The peace talks seem to have started when the PKK’s outside option – continued warfare – was at its worst. At that point, one can imagine that any negotiated deal would have resulted in rather modest concessions from the Turkish government, causing similarily modest political costs among the AKP’s more nationalist Turkish base. Furthermore, relatively weak Kurdish political parties made sure PKK was the main spokesperson for Turkey’s Kurds. As such, in 2009, the political gains involved in resolving its most serious conflict likely outweighted its political costs.
With the Syrian civil war, Assad’s pulling back from Kurdish areas, and the rise of the Syrian Kurds, the PKK’s outside option improved markedly. With its success in Syria, PKK was no longer in such a bad state, with military successes in Sincar, and even greater political successes in its cooperation with US forces in beating back ISIS. Undoubtedly the terms demanded by the PKK likely swung into red territory for the AKP. To make things worse, the electoral success of the Kurdish party HDP made things even more complicated as the AKP would now have to negotiate with two organizations, each looking to claim specific concessions and each wanting to be seen as the main spokesperson for Turkey’s Kurds.

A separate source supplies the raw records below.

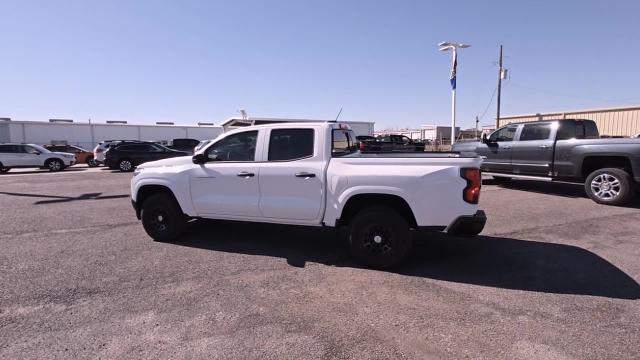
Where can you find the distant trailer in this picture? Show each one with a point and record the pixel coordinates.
(358, 127)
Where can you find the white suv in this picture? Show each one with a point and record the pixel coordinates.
(32, 156)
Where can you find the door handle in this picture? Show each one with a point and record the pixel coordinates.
(305, 175)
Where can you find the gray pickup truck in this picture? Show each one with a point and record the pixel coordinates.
(569, 150)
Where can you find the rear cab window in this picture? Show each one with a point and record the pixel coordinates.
(343, 142)
(290, 144)
(535, 131)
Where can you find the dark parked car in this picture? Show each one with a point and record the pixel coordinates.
(562, 150)
(82, 155)
(391, 143)
(127, 155)
(187, 145)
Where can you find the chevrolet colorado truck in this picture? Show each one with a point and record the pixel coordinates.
(312, 174)
(568, 150)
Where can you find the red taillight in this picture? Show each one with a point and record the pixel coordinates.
(471, 193)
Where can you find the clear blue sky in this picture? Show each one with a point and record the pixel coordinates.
(189, 61)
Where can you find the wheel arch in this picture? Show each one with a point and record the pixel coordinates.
(591, 163)
(147, 190)
(357, 202)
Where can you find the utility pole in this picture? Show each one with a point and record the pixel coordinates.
(499, 88)
(477, 127)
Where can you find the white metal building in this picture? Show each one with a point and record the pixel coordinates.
(88, 135)
(619, 121)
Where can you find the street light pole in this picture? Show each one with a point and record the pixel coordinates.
(444, 46)
(453, 102)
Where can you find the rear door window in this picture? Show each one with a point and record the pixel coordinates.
(236, 147)
(535, 131)
(507, 133)
(290, 144)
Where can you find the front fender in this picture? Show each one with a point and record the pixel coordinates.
(180, 191)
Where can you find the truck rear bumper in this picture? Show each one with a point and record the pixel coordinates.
(468, 225)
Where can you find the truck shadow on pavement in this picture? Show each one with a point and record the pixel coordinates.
(486, 260)
(43, 171)
(60, 199)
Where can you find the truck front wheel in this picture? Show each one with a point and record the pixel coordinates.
(162, 218)
(379, 237)
(609, 186)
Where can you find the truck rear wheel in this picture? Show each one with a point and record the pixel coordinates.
(501, 179)
(379, 237)
(162, 218)
(609, 186)
(54, 165)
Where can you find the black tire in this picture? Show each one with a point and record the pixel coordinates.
(54, 165)
(91, 162)
(501, 179)
(379, 237)
(125, 165)
(162, 218)
(609, 186)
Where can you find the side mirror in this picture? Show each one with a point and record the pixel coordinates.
(199, 158)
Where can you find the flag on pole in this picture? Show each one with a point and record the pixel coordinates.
(453, 70)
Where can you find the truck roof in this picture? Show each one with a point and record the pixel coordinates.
(548, 120)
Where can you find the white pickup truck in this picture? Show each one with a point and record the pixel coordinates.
(312, 174)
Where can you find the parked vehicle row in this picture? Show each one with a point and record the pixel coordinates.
(312, 174)
(126, 155)
(33, 156)
(569, 150)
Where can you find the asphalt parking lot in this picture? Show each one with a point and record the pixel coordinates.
(554, 276)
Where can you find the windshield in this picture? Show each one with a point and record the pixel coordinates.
(39, 148)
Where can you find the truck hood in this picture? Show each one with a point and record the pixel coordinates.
(176, 161)
(64, 154)
(465, 146)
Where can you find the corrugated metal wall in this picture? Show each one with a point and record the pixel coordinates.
(611, 122)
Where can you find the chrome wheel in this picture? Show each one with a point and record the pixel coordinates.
(606, 186)
(54, 165)
(378, 239)
(125, 165)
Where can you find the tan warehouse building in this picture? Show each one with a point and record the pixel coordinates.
(621, 121)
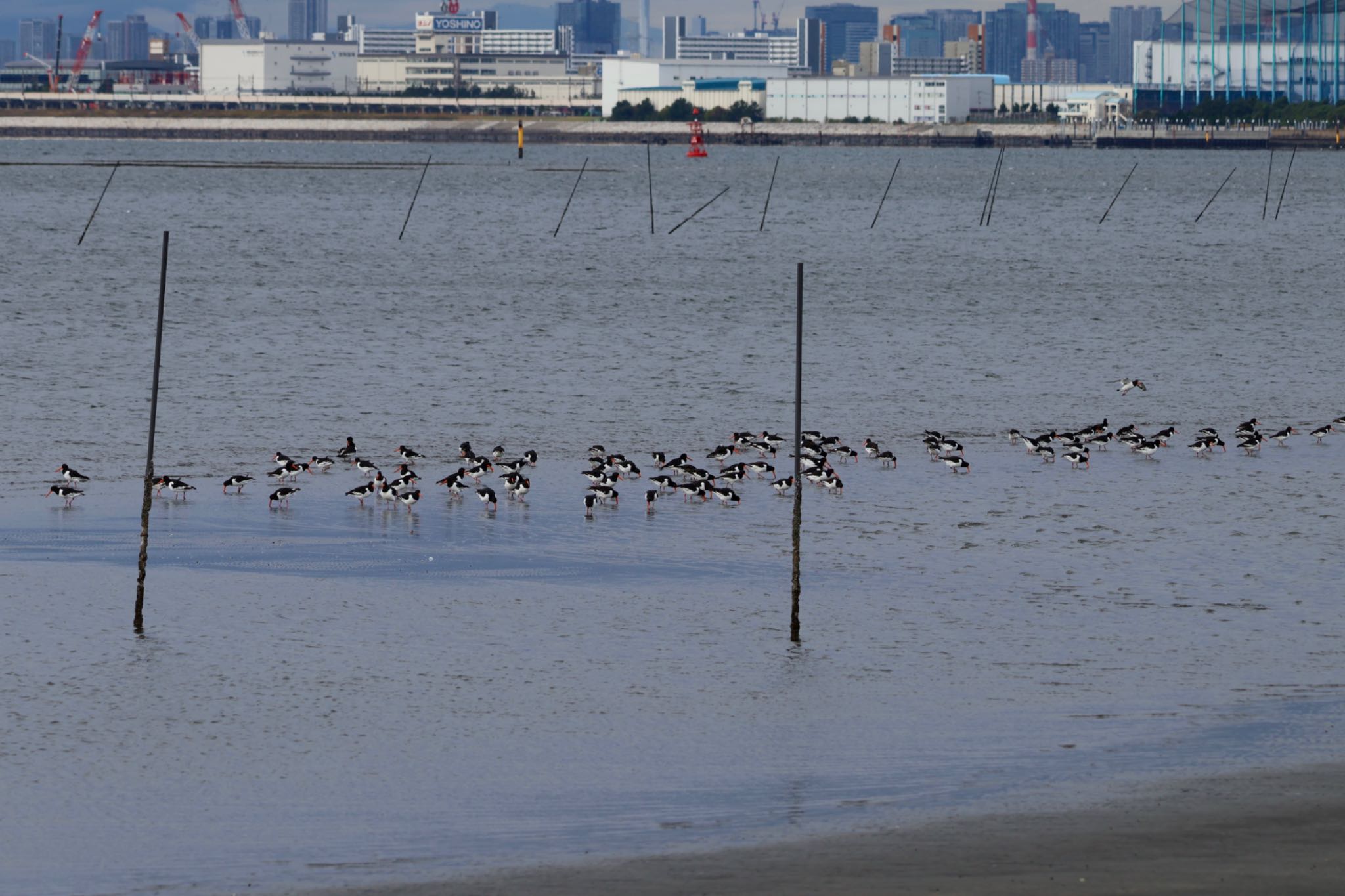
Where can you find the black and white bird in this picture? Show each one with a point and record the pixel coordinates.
(70, 475)
(362, 492)
(606, 492)
(282, 496)
(956, 464)
(65, 492)
(178, 486)
(236, 482)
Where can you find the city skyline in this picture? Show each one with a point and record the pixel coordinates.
(275, 14)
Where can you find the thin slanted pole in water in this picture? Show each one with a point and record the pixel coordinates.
(994, 192)
(139, 624)
(1286, 182)
(1269, 169)
(1216, 195)
(99, 203)
(414, 195)
(768, 191)
(698, 211)
(1118, 194)
(994, 177)
(649, 163)
(885, 195)
(798, 452)
(583, 168)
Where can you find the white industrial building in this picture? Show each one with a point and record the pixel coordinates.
(544, 78)
(277, 66)
(709, 93)
(625, 73)
(944, 100)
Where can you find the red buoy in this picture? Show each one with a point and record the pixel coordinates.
(697, 150)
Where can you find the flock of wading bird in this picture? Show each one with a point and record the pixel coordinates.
(680, 475)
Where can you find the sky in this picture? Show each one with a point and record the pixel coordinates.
(721, 15)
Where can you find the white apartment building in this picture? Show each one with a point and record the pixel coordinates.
(622, 73)
(937, 101)
(241, 68)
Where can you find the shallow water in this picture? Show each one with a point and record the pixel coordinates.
(331, 692)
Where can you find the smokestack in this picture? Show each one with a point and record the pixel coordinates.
(645, 28)
(1032, 28)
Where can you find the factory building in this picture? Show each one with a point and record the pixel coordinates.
(944, 100)
(277, 66)
(711, 93)
(623, 73)
(544, 78)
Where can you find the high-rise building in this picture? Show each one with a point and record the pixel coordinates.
(37, 37)
(228, 30)
(1128, 26)
(1006, 39)
(674, 27)
(596, 23)
(307, 18)
(1057, 32)
(127, 41)
(917, 35)
(953, 23)
(848, 26)
(1095, 51)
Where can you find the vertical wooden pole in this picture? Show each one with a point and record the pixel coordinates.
(139, 624)
(885, 195)
(768, 191)
(649, 164)
(583, 168)
(99, 203)
(1269, 169)
(414, 196)
(798, 450)
(1290, 171)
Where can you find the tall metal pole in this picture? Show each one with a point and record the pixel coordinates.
(139, 622)
(798, 449)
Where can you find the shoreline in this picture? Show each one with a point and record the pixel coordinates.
(27, 124)
(1264, 832)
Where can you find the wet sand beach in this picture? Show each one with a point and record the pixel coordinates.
(1269, 832)
(343, 695)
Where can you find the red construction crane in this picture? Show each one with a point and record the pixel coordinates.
(82, 55)
(240, 20)
(191, 33)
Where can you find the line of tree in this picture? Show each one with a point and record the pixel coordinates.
(1250, 109)
(682, 110)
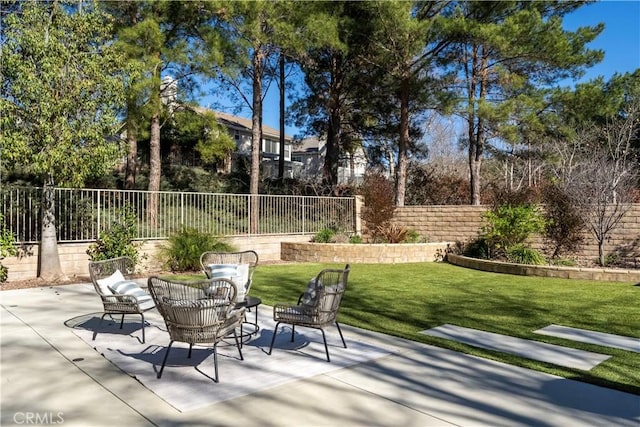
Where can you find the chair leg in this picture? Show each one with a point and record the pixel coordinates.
(95, 333)
(341, 337)
(326, 348)
(238, 344)
(273, 338)
(165, 359)
(215, 361)
(142, 323)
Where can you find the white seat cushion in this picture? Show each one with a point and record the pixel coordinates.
(129, 287)
(237, 273)
(105, 283)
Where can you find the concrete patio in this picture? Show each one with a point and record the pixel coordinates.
(50, 376)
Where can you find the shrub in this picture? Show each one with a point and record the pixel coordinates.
(564, 224)
(522, 254)
(379, 206)
(325, 235)
(7, 240)
(355, 239)
(117, 240)
(509, 225)
(412, 237)
(477, 248)
(183, 249)
(392, 233)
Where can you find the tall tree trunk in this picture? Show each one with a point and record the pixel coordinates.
(132, 151)
(403, 144)
(281, 150)
(49, 260)
(256, 137)
(334, 131)
(479, 76)
(154, 170)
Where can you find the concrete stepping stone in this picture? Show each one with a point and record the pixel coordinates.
(591, 337)
(558, 355)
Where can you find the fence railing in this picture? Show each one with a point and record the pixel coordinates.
(81, 214)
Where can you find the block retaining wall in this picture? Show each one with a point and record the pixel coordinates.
(362, 253)
(462, 223)
(601, 274)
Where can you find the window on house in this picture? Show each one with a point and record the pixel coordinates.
(270, 146)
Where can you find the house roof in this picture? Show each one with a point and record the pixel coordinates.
(240, 123)
(308, 145)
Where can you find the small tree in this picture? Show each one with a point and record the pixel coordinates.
(508, 226)
(117, 240)
(378, 192)
(600, 171)
(564, 221)
(61, 94)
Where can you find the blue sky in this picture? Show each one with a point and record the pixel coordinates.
(620, 40)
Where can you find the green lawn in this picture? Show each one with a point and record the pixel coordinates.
(403, 299)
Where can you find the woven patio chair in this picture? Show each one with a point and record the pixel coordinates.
(248, 258)
(317, 307)
(201, 312)
(128, 298)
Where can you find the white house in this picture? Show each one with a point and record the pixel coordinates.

But most damaging, the surge in “political Kurdishness” caused direct political harm to AKP in the last election, as HDP climbed above the ten percent threshold needed for parliamentary representation, scuttling an AKP supermajority in parliament and its plans for an executive-presidential constitution. As I’ve discussed previously on this blog, a large share of this surge came from Kurds previously voting for the AKP.
Bombing PKK camps in Iraq is unlikely to destroy the organization, or to weaken it to levels it can’t recuperate from. Turkey has witnessed multiple rounds of mass incarceration of Kurdish activists (recently in the KCK trials), and bombed Qandil mountains as recently as in 2011. The Turkish government probably knows it can’t defeat PKK military, so then why is it resorting to violence then?
The likely target here is instead the HDP. By striking hard at the PKK, the Turkish government is pressuring the HDP to pick a side. Either it denounces PKK to end violence, risking political blowback among its Kurdish base, or it adopts a more pro-Kurdish rhetoric, risking the ire of the Turkish public as well as the judiciary, which has a long history of banning Kurdish parties and politicians. The strain could furthermore risk breaking the HDP party, with its more pro-PKK members leaving to pursue its goals elsewhere.
As coalition talks to form a new government are stalling, Turkey may soon see another round of elections. If the current conflict results in HDP polling below the ten percent threshold, this could leave the field open for an AKP supermajority, an Erdogan presidency, and a new era of political AKP dominance in Turkish politics.